Here is the reality: social conservatives are fighting the sexual revolution–despite it being a losing proposition thus far–because we believe that nothing does more good for children than being raised by their biological parents and that very little does more harm than for little children to be deprived of this natural right.2 This belief necessitates viewing sex as more than merely a recreational activity or even a question of strictly intrapersonal, subjective meaning to be negotiated between the willing adult participants. The belief that immature human beings have a strong moral claim on their parents for protection logically requires a view of sex as a deeply significant act for which consenting adults–male and female together–ought to be morally, socially, and legally responsible.
There is certainly room for compromise and innovation within this conflict. The idea that social conservatives want to wholesale turn back the clock to an imaginary 1950s is an unfair stereotype. Much of the progress–both for women and for minorities–since the 1950s comes to us as precious treasure, dearly purchased and should be treated with humility, gratitude, and respect. Many of the contentious technologies that have fueled this debate–from the pill to IVF–are morally neutral technologies which can certainly coexist with a thoughtful, robust view of normative sexual ethics. There is room for these views to be better articulated within social conservatism, and for some social conservatives to take them more seriously and moderate their positions.

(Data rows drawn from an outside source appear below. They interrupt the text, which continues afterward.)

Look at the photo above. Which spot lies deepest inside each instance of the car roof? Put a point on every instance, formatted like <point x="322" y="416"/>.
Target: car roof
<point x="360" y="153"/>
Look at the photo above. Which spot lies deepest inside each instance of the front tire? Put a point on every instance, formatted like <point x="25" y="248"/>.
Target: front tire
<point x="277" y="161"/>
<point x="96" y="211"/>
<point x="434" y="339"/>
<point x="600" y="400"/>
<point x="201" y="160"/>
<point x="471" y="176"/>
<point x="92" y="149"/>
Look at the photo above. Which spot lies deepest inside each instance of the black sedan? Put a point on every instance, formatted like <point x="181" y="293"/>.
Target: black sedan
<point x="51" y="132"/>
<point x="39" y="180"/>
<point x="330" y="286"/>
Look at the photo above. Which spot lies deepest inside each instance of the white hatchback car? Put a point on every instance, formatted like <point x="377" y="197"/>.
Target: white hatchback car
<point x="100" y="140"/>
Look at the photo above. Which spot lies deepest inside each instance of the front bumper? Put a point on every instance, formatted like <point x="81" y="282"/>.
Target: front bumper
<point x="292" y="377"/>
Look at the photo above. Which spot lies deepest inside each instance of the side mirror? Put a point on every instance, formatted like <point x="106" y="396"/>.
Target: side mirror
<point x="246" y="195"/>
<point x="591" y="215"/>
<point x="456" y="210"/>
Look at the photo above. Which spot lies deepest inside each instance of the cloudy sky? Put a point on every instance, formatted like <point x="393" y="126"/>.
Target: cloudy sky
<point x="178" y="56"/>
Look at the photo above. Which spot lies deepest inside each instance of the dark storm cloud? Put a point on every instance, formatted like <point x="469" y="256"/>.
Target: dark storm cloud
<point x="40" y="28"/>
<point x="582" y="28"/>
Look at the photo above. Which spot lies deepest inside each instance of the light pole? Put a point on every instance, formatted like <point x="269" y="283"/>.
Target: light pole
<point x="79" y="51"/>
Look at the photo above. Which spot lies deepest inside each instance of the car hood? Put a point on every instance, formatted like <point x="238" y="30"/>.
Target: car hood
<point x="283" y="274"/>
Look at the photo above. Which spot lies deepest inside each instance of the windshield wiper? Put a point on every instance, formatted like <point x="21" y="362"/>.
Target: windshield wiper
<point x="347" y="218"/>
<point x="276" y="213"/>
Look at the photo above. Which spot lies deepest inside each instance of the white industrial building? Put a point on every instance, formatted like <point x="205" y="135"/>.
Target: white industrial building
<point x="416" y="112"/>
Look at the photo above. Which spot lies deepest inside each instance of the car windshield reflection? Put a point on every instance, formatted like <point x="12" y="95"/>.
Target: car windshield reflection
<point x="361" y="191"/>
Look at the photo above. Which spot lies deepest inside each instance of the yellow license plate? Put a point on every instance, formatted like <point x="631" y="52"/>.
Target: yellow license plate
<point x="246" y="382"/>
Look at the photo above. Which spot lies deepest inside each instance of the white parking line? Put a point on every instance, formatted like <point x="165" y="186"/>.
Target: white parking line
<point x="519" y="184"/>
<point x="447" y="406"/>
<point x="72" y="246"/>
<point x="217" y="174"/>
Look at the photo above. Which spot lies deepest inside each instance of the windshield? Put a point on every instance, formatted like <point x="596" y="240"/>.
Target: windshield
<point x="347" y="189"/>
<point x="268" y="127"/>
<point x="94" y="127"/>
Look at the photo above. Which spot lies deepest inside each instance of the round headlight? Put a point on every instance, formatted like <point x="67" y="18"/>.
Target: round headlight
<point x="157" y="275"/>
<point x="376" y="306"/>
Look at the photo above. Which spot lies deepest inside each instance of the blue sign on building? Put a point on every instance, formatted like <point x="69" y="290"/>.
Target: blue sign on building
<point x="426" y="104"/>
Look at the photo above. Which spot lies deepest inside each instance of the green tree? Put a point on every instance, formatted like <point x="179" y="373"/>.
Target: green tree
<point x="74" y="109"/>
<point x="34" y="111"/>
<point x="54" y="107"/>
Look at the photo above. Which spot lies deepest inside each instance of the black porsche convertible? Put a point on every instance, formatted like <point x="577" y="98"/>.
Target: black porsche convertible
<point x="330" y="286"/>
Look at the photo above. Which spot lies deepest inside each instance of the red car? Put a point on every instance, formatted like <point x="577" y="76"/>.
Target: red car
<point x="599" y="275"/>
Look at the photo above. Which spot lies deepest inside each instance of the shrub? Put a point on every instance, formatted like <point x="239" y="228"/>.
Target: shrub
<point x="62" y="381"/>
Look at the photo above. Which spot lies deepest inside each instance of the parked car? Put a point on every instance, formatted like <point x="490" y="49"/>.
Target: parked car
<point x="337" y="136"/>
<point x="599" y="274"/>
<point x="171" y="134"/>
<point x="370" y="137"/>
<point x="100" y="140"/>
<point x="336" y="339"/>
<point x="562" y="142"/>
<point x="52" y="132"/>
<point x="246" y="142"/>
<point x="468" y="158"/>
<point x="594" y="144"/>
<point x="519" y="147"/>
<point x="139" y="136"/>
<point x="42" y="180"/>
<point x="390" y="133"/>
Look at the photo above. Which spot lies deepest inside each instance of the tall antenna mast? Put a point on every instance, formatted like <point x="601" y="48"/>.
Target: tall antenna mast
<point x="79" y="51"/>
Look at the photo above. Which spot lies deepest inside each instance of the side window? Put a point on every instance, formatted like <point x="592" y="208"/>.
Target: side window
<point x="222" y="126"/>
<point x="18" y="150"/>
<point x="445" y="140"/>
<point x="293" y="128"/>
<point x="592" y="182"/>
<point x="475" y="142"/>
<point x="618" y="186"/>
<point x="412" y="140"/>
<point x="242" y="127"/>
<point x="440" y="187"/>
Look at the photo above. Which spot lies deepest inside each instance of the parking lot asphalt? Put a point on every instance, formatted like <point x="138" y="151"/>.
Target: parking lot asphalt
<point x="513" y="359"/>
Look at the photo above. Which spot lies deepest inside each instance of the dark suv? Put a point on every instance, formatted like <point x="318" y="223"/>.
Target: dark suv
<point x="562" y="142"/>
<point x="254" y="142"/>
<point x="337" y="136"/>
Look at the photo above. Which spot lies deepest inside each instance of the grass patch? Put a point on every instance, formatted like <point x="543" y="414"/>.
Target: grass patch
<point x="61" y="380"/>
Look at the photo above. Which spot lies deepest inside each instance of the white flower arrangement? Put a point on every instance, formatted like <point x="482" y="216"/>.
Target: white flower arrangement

And so I do not want to meet Brooks’ call with a hardline refusal. It’s worth considering. What I wish to convey is that social conservatism is restricted in its freedom to adapt. That is not a design flaw. The point of having principles at all is that–while they may be interpreted or applied in innovative or flexible ways–there is a limit to that flexibility. There are some things that a person cannot do without abandoning principle. For social conservatives, the central principle is the care and protection of society’s most vulnerable, which means our children (before and after birth). An additional article of faith is that no institution can replace the biological family in filling that role. As a result, social conservatives not only will not abandon their opposition to the sexual revolution, they cannot do so and remain social conservatives. Can we do more without abandoning that opposition? I’m sure we can, and I hope we never stop being motivated by that question.